This too is easily accommodated by the model-fitting hypothesis, which says that perceived times, including perceived times of taking decisions, and perceived times of pressing buttons, are properties of the brain's internal models rather than the physical times of any associated cortical activity. It also underlines the point about free will. The existence of acausality illusions implies that questions about the perceived times of decisions are entirely separate from questions about whether the decisions were taken freely or not. There was no reason, in this experiment, to doubt the patients' freedom to decide to press the button, where freedom is understood in the ordinary, everyday sense related to personal responsibility. The experiments add to our knowledge about perceived times and acausality illusions, but say nothing at all about personal freedom of choice, and personal reponsibility for our actions. They do not say, in other words, that free will is illusory. What is illusory is the perceived time of willing the action.

In principle, the experiment could be repeated with a gun instead of a slide projector.
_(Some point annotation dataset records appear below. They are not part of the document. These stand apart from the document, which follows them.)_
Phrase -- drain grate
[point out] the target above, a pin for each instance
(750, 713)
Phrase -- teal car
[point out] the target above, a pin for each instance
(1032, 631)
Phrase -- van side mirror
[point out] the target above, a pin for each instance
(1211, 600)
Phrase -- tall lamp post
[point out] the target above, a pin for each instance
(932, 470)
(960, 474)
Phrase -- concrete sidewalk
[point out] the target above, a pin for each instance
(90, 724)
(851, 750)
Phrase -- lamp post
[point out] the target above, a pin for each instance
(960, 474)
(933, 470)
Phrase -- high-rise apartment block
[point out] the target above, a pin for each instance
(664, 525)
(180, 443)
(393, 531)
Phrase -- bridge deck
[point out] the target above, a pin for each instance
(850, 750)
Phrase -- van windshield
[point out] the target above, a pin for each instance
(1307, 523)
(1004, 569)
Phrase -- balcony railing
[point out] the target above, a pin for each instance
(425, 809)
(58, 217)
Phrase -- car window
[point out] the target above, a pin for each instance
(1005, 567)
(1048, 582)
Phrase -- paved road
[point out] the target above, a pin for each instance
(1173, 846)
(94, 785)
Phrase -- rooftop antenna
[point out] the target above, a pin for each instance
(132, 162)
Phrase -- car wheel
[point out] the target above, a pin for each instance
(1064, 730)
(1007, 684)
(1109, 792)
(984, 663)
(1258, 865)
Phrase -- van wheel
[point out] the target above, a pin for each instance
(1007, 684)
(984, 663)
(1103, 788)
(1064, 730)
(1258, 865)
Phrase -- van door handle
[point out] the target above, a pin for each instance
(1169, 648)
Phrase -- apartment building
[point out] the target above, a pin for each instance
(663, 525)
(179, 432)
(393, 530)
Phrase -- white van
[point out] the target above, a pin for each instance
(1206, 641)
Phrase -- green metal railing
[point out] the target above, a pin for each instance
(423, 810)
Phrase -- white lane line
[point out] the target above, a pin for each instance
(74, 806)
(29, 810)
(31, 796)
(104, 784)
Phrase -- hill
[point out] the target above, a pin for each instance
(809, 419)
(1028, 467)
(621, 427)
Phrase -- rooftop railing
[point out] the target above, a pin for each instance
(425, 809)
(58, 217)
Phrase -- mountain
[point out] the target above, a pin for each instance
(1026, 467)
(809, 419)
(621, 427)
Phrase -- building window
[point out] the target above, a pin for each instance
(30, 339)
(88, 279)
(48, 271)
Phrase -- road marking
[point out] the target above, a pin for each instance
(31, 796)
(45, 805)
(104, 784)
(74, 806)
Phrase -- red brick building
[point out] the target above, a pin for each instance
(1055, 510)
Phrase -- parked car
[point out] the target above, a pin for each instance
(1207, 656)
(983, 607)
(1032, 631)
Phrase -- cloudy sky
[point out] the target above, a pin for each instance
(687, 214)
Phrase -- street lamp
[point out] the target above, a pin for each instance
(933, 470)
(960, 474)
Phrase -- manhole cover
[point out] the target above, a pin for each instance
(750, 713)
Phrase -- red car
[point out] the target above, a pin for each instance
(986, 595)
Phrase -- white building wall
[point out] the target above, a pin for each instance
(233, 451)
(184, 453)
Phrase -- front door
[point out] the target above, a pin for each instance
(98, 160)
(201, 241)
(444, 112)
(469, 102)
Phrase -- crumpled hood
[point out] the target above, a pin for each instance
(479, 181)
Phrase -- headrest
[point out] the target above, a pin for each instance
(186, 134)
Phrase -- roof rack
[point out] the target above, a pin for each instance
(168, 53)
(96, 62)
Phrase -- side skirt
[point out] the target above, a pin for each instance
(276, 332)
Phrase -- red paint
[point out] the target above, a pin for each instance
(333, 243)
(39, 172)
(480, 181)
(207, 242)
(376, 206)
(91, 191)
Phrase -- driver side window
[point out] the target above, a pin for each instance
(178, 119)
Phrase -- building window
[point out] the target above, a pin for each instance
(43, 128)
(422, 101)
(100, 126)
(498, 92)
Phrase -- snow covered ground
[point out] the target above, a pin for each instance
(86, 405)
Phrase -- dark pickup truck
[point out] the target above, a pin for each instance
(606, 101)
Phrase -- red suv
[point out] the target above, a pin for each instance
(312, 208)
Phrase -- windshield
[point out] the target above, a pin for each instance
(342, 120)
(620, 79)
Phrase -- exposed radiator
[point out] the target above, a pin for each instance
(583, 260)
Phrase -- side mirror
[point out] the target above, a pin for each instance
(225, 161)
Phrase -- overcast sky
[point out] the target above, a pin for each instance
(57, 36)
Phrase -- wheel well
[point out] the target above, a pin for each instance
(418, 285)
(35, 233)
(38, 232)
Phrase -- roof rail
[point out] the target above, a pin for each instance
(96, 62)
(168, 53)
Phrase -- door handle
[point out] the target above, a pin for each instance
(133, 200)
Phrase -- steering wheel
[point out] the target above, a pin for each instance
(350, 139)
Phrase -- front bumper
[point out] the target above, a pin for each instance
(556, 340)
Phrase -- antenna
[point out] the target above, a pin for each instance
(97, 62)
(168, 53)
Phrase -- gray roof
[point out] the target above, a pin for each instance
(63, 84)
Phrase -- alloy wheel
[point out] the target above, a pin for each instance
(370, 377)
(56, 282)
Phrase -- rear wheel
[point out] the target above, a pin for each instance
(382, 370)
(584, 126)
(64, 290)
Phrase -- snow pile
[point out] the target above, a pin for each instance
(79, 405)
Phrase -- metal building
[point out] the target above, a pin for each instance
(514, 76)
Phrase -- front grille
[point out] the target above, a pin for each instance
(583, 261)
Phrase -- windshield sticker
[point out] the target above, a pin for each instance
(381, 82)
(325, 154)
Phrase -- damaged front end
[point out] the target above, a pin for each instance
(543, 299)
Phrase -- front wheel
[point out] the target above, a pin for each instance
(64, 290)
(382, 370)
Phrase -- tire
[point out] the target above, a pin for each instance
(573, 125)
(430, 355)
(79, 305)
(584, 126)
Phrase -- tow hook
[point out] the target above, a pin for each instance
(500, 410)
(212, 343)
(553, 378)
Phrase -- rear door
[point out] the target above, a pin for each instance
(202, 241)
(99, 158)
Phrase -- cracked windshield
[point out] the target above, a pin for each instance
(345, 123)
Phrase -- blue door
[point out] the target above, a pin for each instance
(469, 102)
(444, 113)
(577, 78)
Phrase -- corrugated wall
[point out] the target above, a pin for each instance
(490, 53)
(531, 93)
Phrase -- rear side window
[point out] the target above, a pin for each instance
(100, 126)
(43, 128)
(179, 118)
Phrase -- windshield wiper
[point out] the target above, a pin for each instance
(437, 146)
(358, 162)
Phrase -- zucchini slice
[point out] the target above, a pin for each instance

The point is that questions about whether the patient intended to murder someone are separate from -- are nothing to do with -- questions about the precise timing of the murder, about whether the bullet struck the victim a fraction of a second earlier than intended.

The model-fitting hypothesis says that the conscious self, the perceived self that I experience as having intentionality, as being free to make choices, as planning things and taking decisions, must, like any other percept, arise from an internal model: the single internal model that my brain fits to my real, biologically diverse, multi-component, multifariously subtle self. As Jack Cohen and Ian Stewart have aptly put it, the brain viewed from outside looks more like a committee, composed of different parts that evolved at different times for different purposes, echoed in common experience: `something tells me that....', `my head says one thing but my heart another', and so on. Yet `I am utterly convinced that there is only one me... not some kind of committee.' The model-fitting hypothesis makes sense of this paradox: the brain has multifarious parts, but only one self-model.

However diverse our internal makeup may be, in order to survive we need, continually, to make sense of our surroundings and our own location and orientation in those surroundings. So the repertoire of internal models and sub-models that are used to construct the perceived world, with its stationary and moving objects, has to include a self-model. Simultaneously with other models, this has to be fitted to the incoming sensory data including, now, internal data from one's own body, such as proprioceptive data about limb positions. The end result is a single spatiotemporal model of oneself in one's surroundings. If this model-fitting process fails, one may become `disoriented'. Because of the need to coordinate internal decisions with external events in fast-moving situations, the model property called perceived time must be a single property, defined consistently, of the entire model of oneself in one's surroundings. It is this single model property that represents not only the `when' of when a ball is hit, or a piano key struck, but also the `when' of taking decisions or initiating action. Because cortical processing is necessary to arrive at even a snap decision, the perceived `when' of such a decision must, inevitably, be preceded by cortical activity, such as that causing Grey Walter's slide projector to advance.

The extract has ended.